When researchers substitute government-measured corporate profits for the standard reported earnings, the resulting CAPE ratio is lower and projects higher future stock returns. This suggests the ratio may be somewhat inflated by accounting quirks rather than genuine overvaluation.
Other critics point out that the 10-year lookback window is somewhat arbitrary. A decade that includes the 2008 financial crisis, for example, drags down average earnings for years afterward, making the market look perpetually expensive during the recovery. Corporate buybacks also complicate matters: when companies repurchase their own shares, earnings per share rise without any actual improvement in profitability, which can make the ratio harder to interpret.
Why It Stays Elevated
The CAPE ratio has spent much of the past decade well above its historical average, which has led some researchers to ask whether the old benchmark of 17.3 is still relevant.
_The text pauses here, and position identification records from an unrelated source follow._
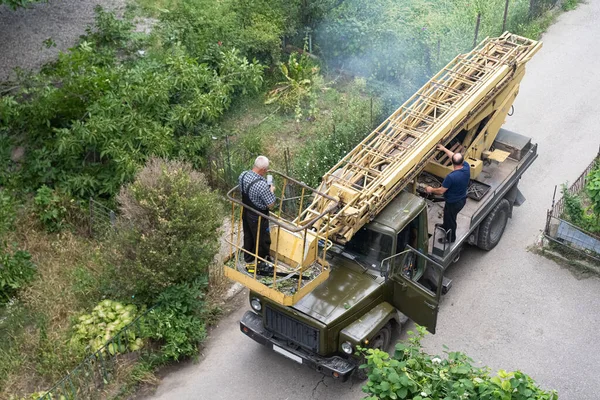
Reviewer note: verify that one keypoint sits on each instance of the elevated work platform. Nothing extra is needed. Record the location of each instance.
(465, 104)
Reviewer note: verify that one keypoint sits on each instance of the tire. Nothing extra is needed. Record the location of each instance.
(493, 226)
(380, 341)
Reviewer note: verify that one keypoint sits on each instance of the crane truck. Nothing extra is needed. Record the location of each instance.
(354, 258)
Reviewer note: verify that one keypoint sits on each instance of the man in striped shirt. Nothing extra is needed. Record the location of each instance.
(257, 195)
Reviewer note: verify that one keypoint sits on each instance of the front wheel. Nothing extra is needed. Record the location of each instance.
(493, 226)
(380, 341)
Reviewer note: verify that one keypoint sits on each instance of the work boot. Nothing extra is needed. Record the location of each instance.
(264, 269)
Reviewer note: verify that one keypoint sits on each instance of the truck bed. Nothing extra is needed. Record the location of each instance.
(500, 177)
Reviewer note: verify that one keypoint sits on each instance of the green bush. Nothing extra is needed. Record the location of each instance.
(93, 118)
(106, 320)
(350, 122)
(413, 374)
(579, 214)
(592, 188)
(179, 322)
(300, 88)
(16, 268)
(50, 209)
(166, 231)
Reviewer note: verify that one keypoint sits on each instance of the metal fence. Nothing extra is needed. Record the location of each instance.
(94, 374)
(565, 233)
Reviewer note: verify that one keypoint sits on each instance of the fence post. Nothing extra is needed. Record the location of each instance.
(477, 29)
(91, 218)
(505, 16)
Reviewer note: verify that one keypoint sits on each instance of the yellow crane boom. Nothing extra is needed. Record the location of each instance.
(467, 100)
(370, 176)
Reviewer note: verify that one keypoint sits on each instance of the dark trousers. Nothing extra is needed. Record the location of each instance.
(250, 223)
(451, 210)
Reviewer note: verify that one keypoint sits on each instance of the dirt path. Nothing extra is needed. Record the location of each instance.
(22, 32)
(508, 308)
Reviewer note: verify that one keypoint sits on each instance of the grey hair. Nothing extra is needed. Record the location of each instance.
(261, 162)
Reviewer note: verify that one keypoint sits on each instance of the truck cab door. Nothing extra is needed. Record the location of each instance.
(410, 297)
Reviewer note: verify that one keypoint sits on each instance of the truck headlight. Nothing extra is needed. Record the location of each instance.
(255, 304)
(347, 347)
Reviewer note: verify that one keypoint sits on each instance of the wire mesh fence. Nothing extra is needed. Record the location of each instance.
(565, 233)
(94, 374)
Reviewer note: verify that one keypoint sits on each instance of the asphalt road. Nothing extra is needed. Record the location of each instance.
(22, 32)
(508, 308)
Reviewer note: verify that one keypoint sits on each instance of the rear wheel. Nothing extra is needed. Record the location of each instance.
(380, 341)
(493, 226)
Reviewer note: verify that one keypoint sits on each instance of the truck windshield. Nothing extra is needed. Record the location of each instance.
(370, 246)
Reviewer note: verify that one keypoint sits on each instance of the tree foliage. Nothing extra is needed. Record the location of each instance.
(100, 111)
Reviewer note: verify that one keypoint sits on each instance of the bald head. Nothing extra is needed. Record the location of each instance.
(457, 159)
(261, 165)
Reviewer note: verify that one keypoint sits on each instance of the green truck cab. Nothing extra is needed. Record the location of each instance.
(393, 268)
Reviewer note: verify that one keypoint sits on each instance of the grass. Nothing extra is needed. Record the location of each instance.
(38, 323)
(35, 328)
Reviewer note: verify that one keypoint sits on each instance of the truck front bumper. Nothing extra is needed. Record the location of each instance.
(336, 366)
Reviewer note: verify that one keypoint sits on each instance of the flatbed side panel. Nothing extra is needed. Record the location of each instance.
(501, 178)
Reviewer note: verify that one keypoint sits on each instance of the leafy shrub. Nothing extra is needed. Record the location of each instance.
(49, 208)
(107, 319)
(179, 322)
(413, 374)
(16, 268)
(593, 189)
(300, 89)
(255, 27)
(94, 117)
(578, 214)
(166, 233)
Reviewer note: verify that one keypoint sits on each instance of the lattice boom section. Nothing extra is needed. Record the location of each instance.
(386, 160)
Several factors could justify structurally higher valuations: lower interest rates over the past 15 years made stocks more attractive relative to bonds, the shift toward asset-light technology companies has raised profit margins across the index, and broader access to investing through low-cost index funds has increased demand for equities. Some analysts argue that comparing today’s CAPE to its 140-year average is like comparing today’s economy to one dominated by railroads and steel mills.
That said, the ratio at nearly 40 sits more than double its historical mean, a level that has only been sustained during the dot-com era. Whether that reflects a permanent shift in how markets are valued or a bubble waiting to correct is one of the most debated questions in investing today.